You might think Marissa Nadler looks sweet, and on record she certainly sounds sweet - but that's how she gets you. She has the long hair, oval face and wafting black dress of the paramour in an Edward Gorey cartoon, but she is heiress to a purer, more unsettling strand of American gothic. The dead and the otherwise departed populate these stark, rippling songs. Between them, however, she is disconcertingly chirpy: "I exclusively write about heartbreak," she announces before Diamond Heart. "I know that may sound burdensome ..." Then, with the gleeful enthusiasm of a Munster child: "This is the most heartbreaking song I've written to date!"

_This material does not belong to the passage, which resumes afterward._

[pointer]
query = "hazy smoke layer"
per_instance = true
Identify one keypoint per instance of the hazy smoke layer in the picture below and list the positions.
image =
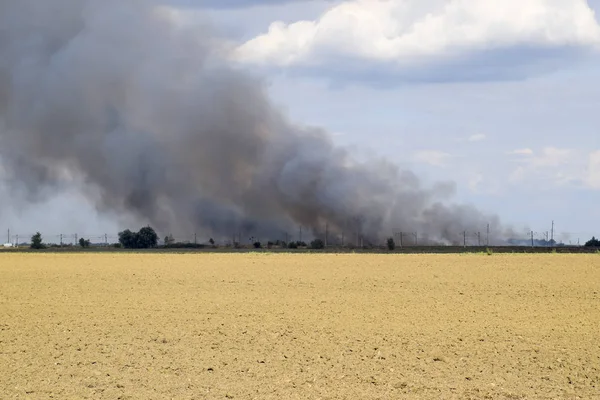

Diamond Heart is a more inward, more paranoid cousin to the Judy Collins song My Father, a song later taken to further emotional extremes by Nina Simone. When Nadler sings, extraordinarily, of having "reliquary eyes", the image proves unshakeable.

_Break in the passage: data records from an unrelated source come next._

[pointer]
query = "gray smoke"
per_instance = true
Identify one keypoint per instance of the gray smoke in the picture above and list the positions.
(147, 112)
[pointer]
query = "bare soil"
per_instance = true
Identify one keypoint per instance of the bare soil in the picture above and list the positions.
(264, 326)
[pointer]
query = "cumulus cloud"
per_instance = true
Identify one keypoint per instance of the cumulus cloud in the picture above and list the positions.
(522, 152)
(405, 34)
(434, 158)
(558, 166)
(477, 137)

On record her voice is haunting, but gentle and mellifluous. Live and solo, it is often intoxicatingly forceful, even harsh. A much less prissy Joan Baez and Tarnation's Paula Frazer at her most spooked both come to mind. Mexican Summer, a lovely Tim Buckley-ish strum, is lifted heavenwards by keening high notes that touch tingly places usually only reached by Liz Fraser.

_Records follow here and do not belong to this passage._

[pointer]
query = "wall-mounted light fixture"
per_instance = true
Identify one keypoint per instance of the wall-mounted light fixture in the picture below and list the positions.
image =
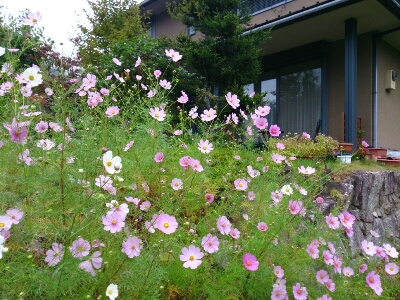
(391, 77)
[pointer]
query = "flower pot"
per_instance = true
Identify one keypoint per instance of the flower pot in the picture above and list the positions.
(344, 158)
(377, 151)
(348, 147)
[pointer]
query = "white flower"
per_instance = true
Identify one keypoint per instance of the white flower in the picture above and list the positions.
(112, 164)
(32, 76)
(112, 291)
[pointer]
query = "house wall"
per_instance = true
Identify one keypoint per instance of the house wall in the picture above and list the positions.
(388, 101)
(336, 76)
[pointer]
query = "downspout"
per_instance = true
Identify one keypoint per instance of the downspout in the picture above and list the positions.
(375, 39)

If some of these references make Nadler seem something of a hippy throwback, she isn't; she's more clever than she seems. A deceptively simple song about real-life, vaudeville-era conjoined twins Daisy and Violet Hilton makes them seem brave rather than freakish. A song partly about the death of Sylvia Plath that might easily become maudlin is dismissed as "silly" by its own lyric. Somehow, in this unnaturally balmy May, there is something thrillingly bleak about Nadler's repeated assertion that "the summer of love is over".